**Libraries**

The *os* module is a built-in library that provides functions for interacting with the *operating system*.

The *re* module provides *regular expression* matching operations.

*Pandas* is a library used for data manipulation and analysis


In [7]:
import os
import re
import pandas as pd

**Token count**

Pre-processing and total count

In [12]:
#Token Count

def token_count(folder_path):
    token_list = []
    # Loop through all .txt files in the folder
    for filename in os.listdir(folder_path):
        if filename.endswith(".txt"):
            with open(os.path.join(folder_path, filename), 'r', encoding='utf-8') as file:
                text = file.read().lower()
                text = re.sub(r'[^\w\s-]', '', text)  # keep hyphens, remove other punctuation
                tokens = re.findall(r'\b\w+(?:-\w+)*\b', text)
                token_list.extend(tokens)

    total_tokens = len(token_list)
    return total_tokens

Folder = "Docs_English"
token_count(Folder)

2253604

**Predicting keywords based on 'morphemes'**

The goal of this experiment is to extract pesticide names by using substrings (that may or may not be morphemes) from a list of strings. Based on the top 10 substrings ranging in size from *2 to 5* characters. This experiment is run 4 times, with a decreasing number of substrings used in each run (2-5, 3-5, 4-5, and 5).

In [29]:
def extract_matching_strings_from_txt(path, substrings):
    matches = set()
    with open(path, "r", encoding="utf-8") as file:
        text = file.read()
        text = re.sub(r'[^\w\s-]', '', text)
        words = re.findall(r"\b\w+(?:-\w+)*\b", text)  # extract all words
        for word in words:
            if any(sub in word for sub in substrings):
                matches.add(word)
    return matches

def scrape_txt_folder(folder_path, substrings):
    results = {}
    for filename in os.listdir(folder_path):
        if filename.endswith(".txt"):
            full_path = os.path.join(folder_path, filename)
            matched_words = extract_matching_strings_from_txt(full_path, substrings)
            if matched_words:
                results[filename] = matched_words
    return results

def merge_unique(found_matches):
    merged = set()
    for words in found_matches.values():
        merged.update(words)
    return sorted(merged)

def save_list_to_excel(string_list, filename="unique_matches1.xlsx"):
    df = pd.DataFrame(string_list, columns=["Matched Strings"])
    df.to_excel(filename, index=False)
    print(f"Excel file saved as: {filename}")

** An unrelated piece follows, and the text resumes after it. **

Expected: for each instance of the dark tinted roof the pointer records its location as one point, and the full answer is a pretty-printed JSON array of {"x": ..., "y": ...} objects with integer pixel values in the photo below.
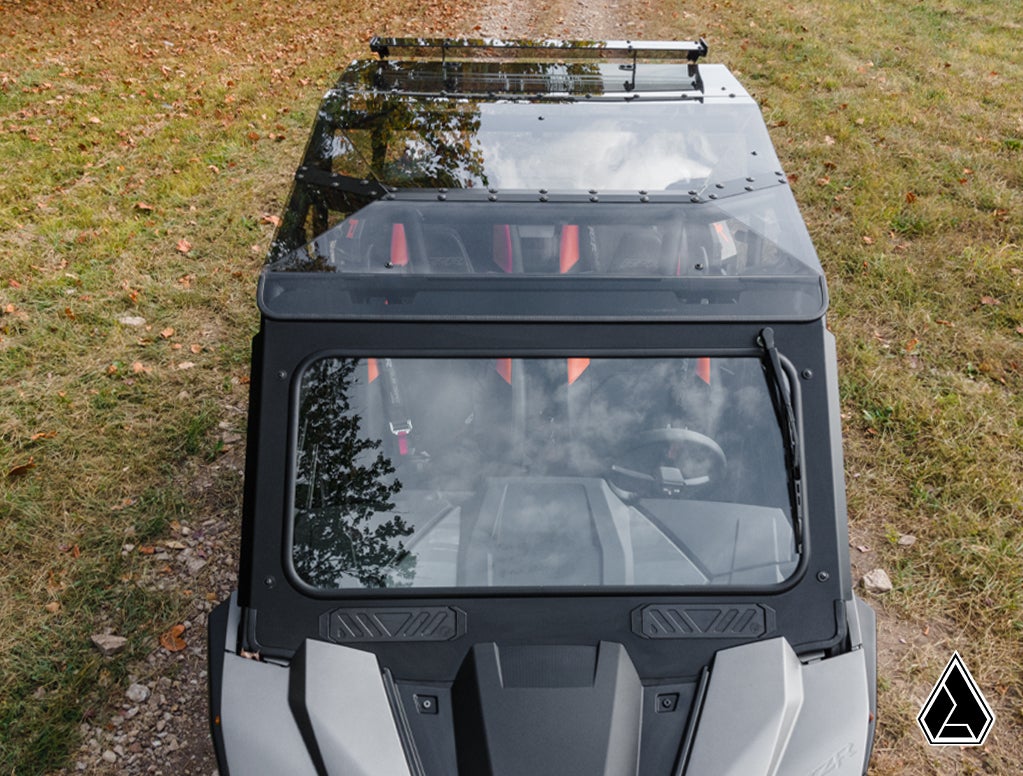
[{"x": 494, "y": 160}]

Excel file saved as: unique_matches1.xlsx


In [None]:
ground_truth = [
    "acephate", "akton", "aspon", "azamethiphos-oxon", "azinphos methyl", "azinphos-methyl",
    "azinphosmethyl", "bensulide", "bromophos", "bromophos-ethyl", "butonate", "cadusafos",
    "carbophenothion", "chlorethoxyfos", "chlorethoxyphos", "chlorfenvinphos", "chlorfenvinphos-oxon",
    "chlorpirifos", "chlorpyrifos", "chlorpyrifos oxon", "chlorpyrifos-methyl", "chlorpyrifos-oxon",
    "chlorpyriphos", "chlorpyrofos me", "chlorpyrofos methyl", "coumaphos", "crotoxyphos", "crufomate",
    "cyanophos", "cythioate", "DDVP", "DEF", "demeton", "demeton S", "demeton-methyl", "demeton-O",
    "demeton-S", "demeton-S-methyl", "dialifor", "diamidfos", "diazinon", "diazinon-oxon", "diazoxon",
    "dicapthon", "dichlofenthion", "dichlorvos", "dichrotophos", "dicrotophos", "dimethoate", "dioxathion",
    "disulfoton", "ebufos", "EPN", "ethephon", "ethion", "ethoprop", "ethoprophos", "ethyl paraoxon",
    "ethyl parathion", "ethylparaoxon", "ethylparathion", "etrimfos", "famfos", "famphos", "famphur",
    "fenamiphos", "fenchlorfos", "fenchlorphos", "fenitrooxon", "fenitrothion", "fensulfothion", "fenthion",
    "fonofos", "formothion", "glufosinate", "glyphosate", "heptenophos", "iprobenphos", "isazophos",
    "isoazinphos", "isodiazinon", "isofenchlorphos", "isofenitrothion", "isofenphos", "isomalathion",
    "isophenphos", "leptophos", "malaoxon", "malathion", "methamidaphos", "methamidofos", "methamidophos",
    "methidathion", "methyl chlorpyrifos", "methyl paraoxon", "methyl parathion", "methyl-paraoxon",
    "methyl-parathion", "methylchlorpyrifos", "methylparaoxon", "methylparathion", "mevinphos", "mipafox",
    "monocrotophos", "naled", "oxydemethon methyl", "oxydemeton methyl", "oxydemeton-methyl", "paraoxon",
    "parathion", "parathion-ethyl", "parathion-methyl", "parathionmethyl", "phorate", "phosalone",
    "phosfolan", "phosfon", "phosmet", "phosphamidon", "phostebupirim", "phoxim", "pirimiphos ethyl",
    "pirimiphos methyl", "pirimiphos-ethyl", "pirimiphos-methyl", "pirimphos me", "pirimphos methyl",
    "profenofos", "propetamphos", "prothiofos", "quinalphos", "ronnel", "sulfotep", "sulfotepp",
    "sulprofos", "tebupirimfos", "tebupirimphos", "temephos", "TEPP", "terbufos", "tetrachlorvinphos",
    "thiometon", "thiophos", "trans-phosphamidon", "tribufos", "trichlorfon"] #Ground truth

**Experiment 1**

Strings 2-5

In [None]:
substrings_to_search1 = ['os', 'on', 'ho', 'ph', 'th', 'fo', 'hi', 'et', 'io', 'ox', 
                        'pho', 'hos', 'thi', 'fos', 'hio', 'ion', 'chl', 'hlo', 'lor', 'met',
                        'phos', 'thio', 'hion', 'chlo', 'hlor', 'para', 'oxon', 'athi', 'opho', 'lorp',
                        'thion', 'chlor', 'athio', 'ophos', 'hlorp', 'nphos', 'lorpy', 'orpyr', 'demet', 'meton']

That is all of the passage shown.